Now the man Moses was very meek. Num. xii. 3.
2. Evincing mildness of temper, or patience; characterized by mildness or patience; as, a meek answer; a meek face.
"Her meek prayer." Chaucer.
Syn. -- Gentle; mild; soft; yielding; pacific; unassuming; humble. See Gentle.
Modern Miriam-Webster Dictionary:
Definition of MEEK
1: enduring injury with patience and without resentment : mild
2: deficient in spirit and courage : submissive
3: not violent or strong : moderate
So it does look like there has been a shift in the worldly definition of "meek."
That said, I'm not sure it's quite right to provide two different definitions in 1828, one for Moses and one for Christ. Granted, the Old Testament was Hebrew and the New Testament was originally Greek, right? But does that really mean that "meek" had two significantly different meanings Biblically?

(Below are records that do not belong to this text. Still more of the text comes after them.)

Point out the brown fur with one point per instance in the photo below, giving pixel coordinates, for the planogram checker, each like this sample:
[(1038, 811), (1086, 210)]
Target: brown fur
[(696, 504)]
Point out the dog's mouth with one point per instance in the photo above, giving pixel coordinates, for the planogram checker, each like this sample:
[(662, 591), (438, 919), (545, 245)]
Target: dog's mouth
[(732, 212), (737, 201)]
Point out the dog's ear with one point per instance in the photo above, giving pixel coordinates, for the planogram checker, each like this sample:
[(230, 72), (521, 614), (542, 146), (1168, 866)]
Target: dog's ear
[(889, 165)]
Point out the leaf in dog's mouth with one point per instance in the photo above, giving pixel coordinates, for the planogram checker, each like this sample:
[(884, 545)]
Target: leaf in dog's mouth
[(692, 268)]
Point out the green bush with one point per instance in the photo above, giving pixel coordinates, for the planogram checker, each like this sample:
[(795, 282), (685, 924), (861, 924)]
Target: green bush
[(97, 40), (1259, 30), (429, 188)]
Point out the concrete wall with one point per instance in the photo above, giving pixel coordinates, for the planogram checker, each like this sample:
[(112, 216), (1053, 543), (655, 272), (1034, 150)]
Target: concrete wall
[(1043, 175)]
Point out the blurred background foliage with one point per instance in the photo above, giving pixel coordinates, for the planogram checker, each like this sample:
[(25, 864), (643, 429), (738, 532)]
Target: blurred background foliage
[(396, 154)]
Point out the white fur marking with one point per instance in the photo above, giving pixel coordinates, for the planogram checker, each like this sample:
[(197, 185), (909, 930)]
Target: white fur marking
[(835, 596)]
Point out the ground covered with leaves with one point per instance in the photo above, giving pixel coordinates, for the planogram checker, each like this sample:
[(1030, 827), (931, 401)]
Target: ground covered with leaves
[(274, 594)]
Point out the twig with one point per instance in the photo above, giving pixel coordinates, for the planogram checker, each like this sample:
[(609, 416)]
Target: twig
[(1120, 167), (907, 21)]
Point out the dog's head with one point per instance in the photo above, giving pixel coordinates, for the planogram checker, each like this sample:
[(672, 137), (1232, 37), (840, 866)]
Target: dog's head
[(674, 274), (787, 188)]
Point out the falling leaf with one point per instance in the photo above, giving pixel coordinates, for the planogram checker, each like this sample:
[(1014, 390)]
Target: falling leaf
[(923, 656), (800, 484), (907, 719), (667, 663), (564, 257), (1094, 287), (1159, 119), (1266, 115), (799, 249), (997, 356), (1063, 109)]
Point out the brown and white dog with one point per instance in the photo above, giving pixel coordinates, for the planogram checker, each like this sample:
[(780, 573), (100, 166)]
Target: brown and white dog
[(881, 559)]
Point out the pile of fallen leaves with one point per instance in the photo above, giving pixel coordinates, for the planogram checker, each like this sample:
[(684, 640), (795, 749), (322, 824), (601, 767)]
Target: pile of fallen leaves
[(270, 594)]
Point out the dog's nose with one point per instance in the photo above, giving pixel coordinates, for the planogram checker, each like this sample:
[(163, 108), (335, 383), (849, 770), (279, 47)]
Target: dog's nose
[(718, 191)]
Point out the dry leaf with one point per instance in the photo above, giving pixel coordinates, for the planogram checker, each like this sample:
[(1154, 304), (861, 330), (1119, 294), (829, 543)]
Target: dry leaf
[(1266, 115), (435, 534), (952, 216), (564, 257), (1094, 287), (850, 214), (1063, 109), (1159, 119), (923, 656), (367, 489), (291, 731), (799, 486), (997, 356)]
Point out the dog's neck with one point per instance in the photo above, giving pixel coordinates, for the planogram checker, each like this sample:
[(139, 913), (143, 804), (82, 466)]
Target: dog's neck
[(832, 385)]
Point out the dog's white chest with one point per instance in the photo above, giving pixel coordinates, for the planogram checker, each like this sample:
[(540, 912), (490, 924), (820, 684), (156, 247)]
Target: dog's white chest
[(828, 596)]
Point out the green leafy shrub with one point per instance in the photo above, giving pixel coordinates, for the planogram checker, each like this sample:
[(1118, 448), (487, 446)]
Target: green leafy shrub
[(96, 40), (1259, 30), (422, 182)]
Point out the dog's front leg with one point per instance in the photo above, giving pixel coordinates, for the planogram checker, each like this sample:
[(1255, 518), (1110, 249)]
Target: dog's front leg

I don't know about that.
Either way, I think a man could possibly accept 1828 definition 2 in a hero (though "not...self-sufficient" is pushing it). Definition 1, maybe not; "soft" and "yielding" are not really something one expects a hero to be.
1913 would be less popular with heroes, I think ("submissive," "mildness," "soft").
I think the modern definition, with the possible exception of definition 1, is just disastrous for male heroes. Definition 1 actually more or less matches how some Bible sites I saw online defined "meek." Other definitions included "submission to God's will." That sort of submission is super-hard, granted (at least, I struggle with it). But to me it sounds much easier than both submitting to God's direct commands and ALSO being humble and gentle to other people. One page mentioned that meekness to people will come easily if you're completely submissive to God. Could be; I've just never gotten there.